A thank you to one of my students, Scott Wilson, for pointing me toward yesterday’s front-page article in the Wall Street Journal about the growing phenomenon of "civil demand" that retailers are using against shoplifters. It was a new topic for me, although I am sure some Credit Slips readers were aware of it already. The article is worth reading.
It’s very difficult to get people to see what is wrong with this system. No one could responsibly argue that shoplifters should not be held responsible for their actions and make restitution to their victims. What I see in this article, however, is troubling. It’s the same pattern with the broader debt collection system, a system where a few abusive private actors essentially have become a law unto themselves. Their threats against uninformed consumers become shakedowns where the consumers have no choice but to pay.
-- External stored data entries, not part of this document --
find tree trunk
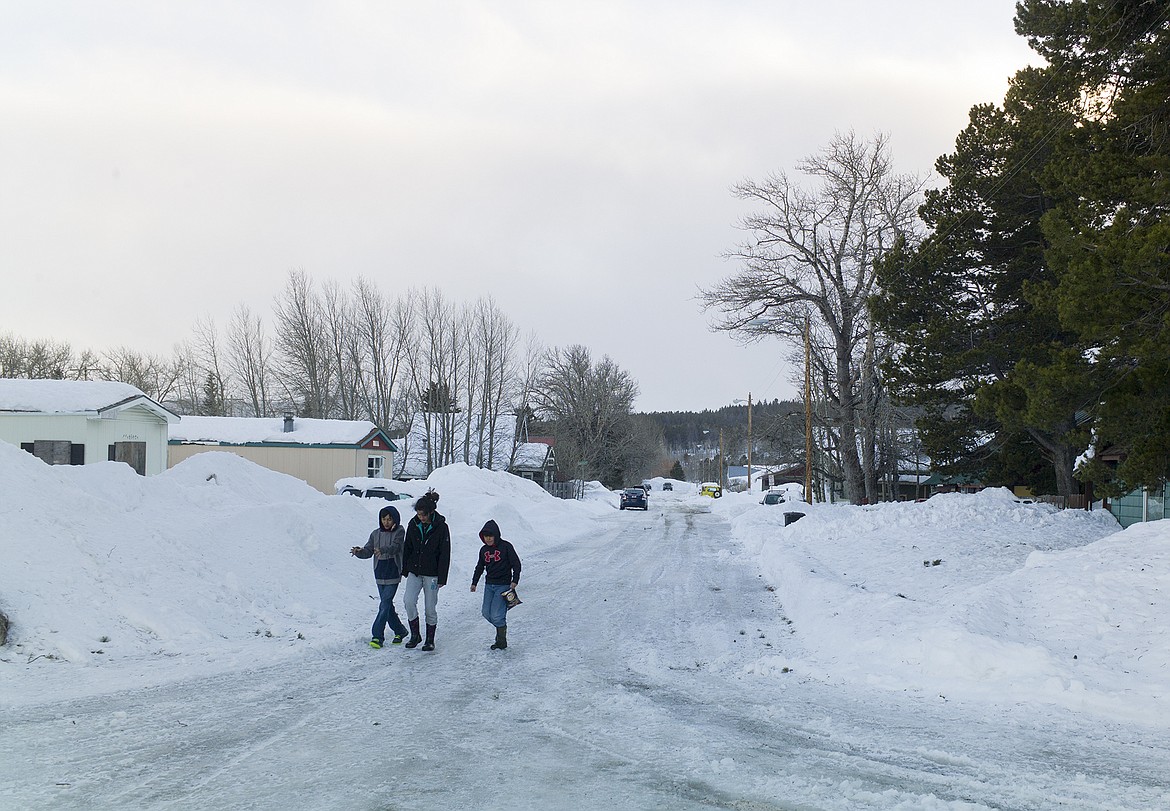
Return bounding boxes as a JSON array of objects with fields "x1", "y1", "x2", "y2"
[{"x1": 1026, "y1": 427, "x2": 1079, "y2": 497}]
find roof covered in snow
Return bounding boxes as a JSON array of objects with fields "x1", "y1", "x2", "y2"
[
  {"x1": 0, "y1": 378, "x2": 177, "y2": 421},
  {"x1": 170, "y1": 415, "x2": 394, "y2": 448},
  {"x1": 513, "y1": 440, "x2": 554, "y2": 470}
]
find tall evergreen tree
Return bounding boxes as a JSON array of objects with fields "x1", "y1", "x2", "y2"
[
  {"x1": 1017, "y1": 0, "x2": 1170, "y2": 493},
  {"x1": 873, "y1": 62, "x2": 1094, "y2": 496},
  {"x1": 200, "y1": 372, "x2": 225, "y2": 416}
]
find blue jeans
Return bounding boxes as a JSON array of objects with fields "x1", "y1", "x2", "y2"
[
  {"x1": 481, "y1": 583, "x2": 509, "y2": 628},
  {"x1": 372, "y1": 582, "x2": 407, "y2": 641}
]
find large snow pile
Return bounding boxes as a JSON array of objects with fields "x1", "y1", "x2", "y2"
[
  {"x1": 715, "y1": 489, "x2": 1169, "y2": 722},
  {"x1": 0, "y1": 444, "x2": 606, "y2": 694}
]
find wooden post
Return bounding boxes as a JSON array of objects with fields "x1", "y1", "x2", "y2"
[
  {"x1": 804, "y1": 315, "x2": 813, "y2": 502},
  {"x1": 711, "y1": 430, "x2": 720, "y2": 486},
  {"x1": 747, "y1": 392, "x2": 752, "y2": 494}
]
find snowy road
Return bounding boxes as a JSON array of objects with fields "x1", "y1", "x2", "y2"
[{"x1": 3, "y1": 500, "x2": 1168, "y2": 810}]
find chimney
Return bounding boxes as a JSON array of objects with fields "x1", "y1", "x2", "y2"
[{"x1": 283, "y1": 413, "x2": 295, "y2": 433}]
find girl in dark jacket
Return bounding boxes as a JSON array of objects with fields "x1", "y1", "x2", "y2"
[
  {"x1": 470, "y1": 519, "x2": 521, "y2": 650},
  {"x1": 400, "y1": 490, "x2": 451, "y2": 651},
  {"x1": 350, "y1": 505, "x2": 407, "y2": 648}
]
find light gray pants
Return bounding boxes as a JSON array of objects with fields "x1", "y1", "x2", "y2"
[{"x1": 403, "y1": 573, "x2": 440, "y2": 626}]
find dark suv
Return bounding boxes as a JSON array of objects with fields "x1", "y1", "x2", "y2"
[{"x1": 619, "y1": 487, "x2": 648, "y2": 510}]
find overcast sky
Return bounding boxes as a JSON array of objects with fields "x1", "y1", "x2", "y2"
[{"x1": 0, "y1": 1, "x2": 1036, "y2": 413}]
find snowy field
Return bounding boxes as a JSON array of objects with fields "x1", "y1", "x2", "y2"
[{"x1": 1, "y1": 441, "x2": 1168, "y2": 809}]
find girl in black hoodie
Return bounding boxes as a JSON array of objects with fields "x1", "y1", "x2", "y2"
[
  {"x1": 400, "y1": 490, "x2": 451, "y2": 651},
  {"x1": 470, "y1": 519, "x2": 521, "y2": 650}
]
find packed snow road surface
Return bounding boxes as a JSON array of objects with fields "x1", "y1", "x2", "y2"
[{"x1": 3, "y1": 498, "x2": 1167, "y2": 810}]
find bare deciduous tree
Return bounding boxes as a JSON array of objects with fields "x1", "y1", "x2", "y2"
[
  {"x1": 535, "y1": 344, "x2": 642, "y2": 488},
  {"x1": 0, "y1": 333, "x2": 75, "y2": 379},
  {"x1": 226, "y1": 304, "x2": 273, "y2": 417},
  {"x1": 701, "y1": 131, "x2": 923, "y2": 503},
  {"x1": 272, "y1": 269, "x2": 334, "y2": 418},
  {"x1": 469, "y1": 296, "x2": 520, "y2": 470},
  {"x1": 183, "y1": 316, "x2": 230, "y2": 415},
  {"x1": 321, "y1": 279, "x2": 363, "y2": 420},
  {"x1": 403, "y1": 288, "x2": 461, "y2": 473},
  {"x1": 100, "y1": 346, "x2": 185, "y2": 403},
  {"x1": 508, "y1": 331, "x2": 545, "y2": 470},
  {"x1": 350, "y1": 277, "x2": 409, "y2": 431}
]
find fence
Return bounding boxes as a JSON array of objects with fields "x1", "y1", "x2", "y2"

This is not an indictment of debt collectors generally. Some of my best friends are debt collectors. Hey, I even did a few debt collections myself when I was in practice. The debt collection industry needs to stop its own bad actors before they get more regulation.

Comments
3 responses to “A Law Unto Themselves?!”
I hope the collection agencies do get more regulation.Outlawed would be even better ! I only had dealing with one in my life, but they knew I was a scared, vulnerable woman and they took advantage of me. Keeping me in the dark about interest they were charging. Refusing to answer simple questions I was asking them.
I was so scared and unable to pay the balance they said I owed that I agreed to monthly payments.
After paying them almost $2000 over a period of months I found out they were not reducing the balance, but were increasing it!
I don’t understand how a credit card co can charge off a debt, and probably get a tax break from it, and then turn around and sell this debt to a collection agency who piles on more high interest.
It’s no wonder so many end up filing bankruptcy !
I don’;t blame them one bit !
I would love to see collectors who push civil demands, subrogation claims, and other things that look like debts but aren’t debts brought under the regulations of the Fair Debt Collection Practices Act. They employ all the tactics outlawed by the Act: false threats of suit, invasion of privacy, fraud, harassment, illegally calculated interest, you name it. It’s a giant loophole that should be closed.
Did anyone else notice that in the WSJ story Home Depot appears to have ignored evidence of the handyman’s purchase? The prosecutor dropped the charges when he produced it. I wonder if the reason that these so rarely result in actual litigation is that no attorney could justifiably sign the complaint under a state’s version or Rule 11 and the return is high enough to justify not filing suit because many of these shoppers are from economic groups that are intimidated into payment by the prospect of legal process?
Not to get too far to the left and betray my politics, but I will, I wonder how often clearly middle class people who are reasonably well spoken get stopped by store security?
For instance today, I bought a laptop case at Walmart. I was in a hurry, went through the self checkout and didn’t get a bag. I was not in the line of sight of the “greeter,” and so he didn’t see me paying. I breezed past him waving my receipt. He just waved. I wonder if the result would have been different if I was of color and wasn’t wearing my usual chinos, soccer shoes, and button down shirt.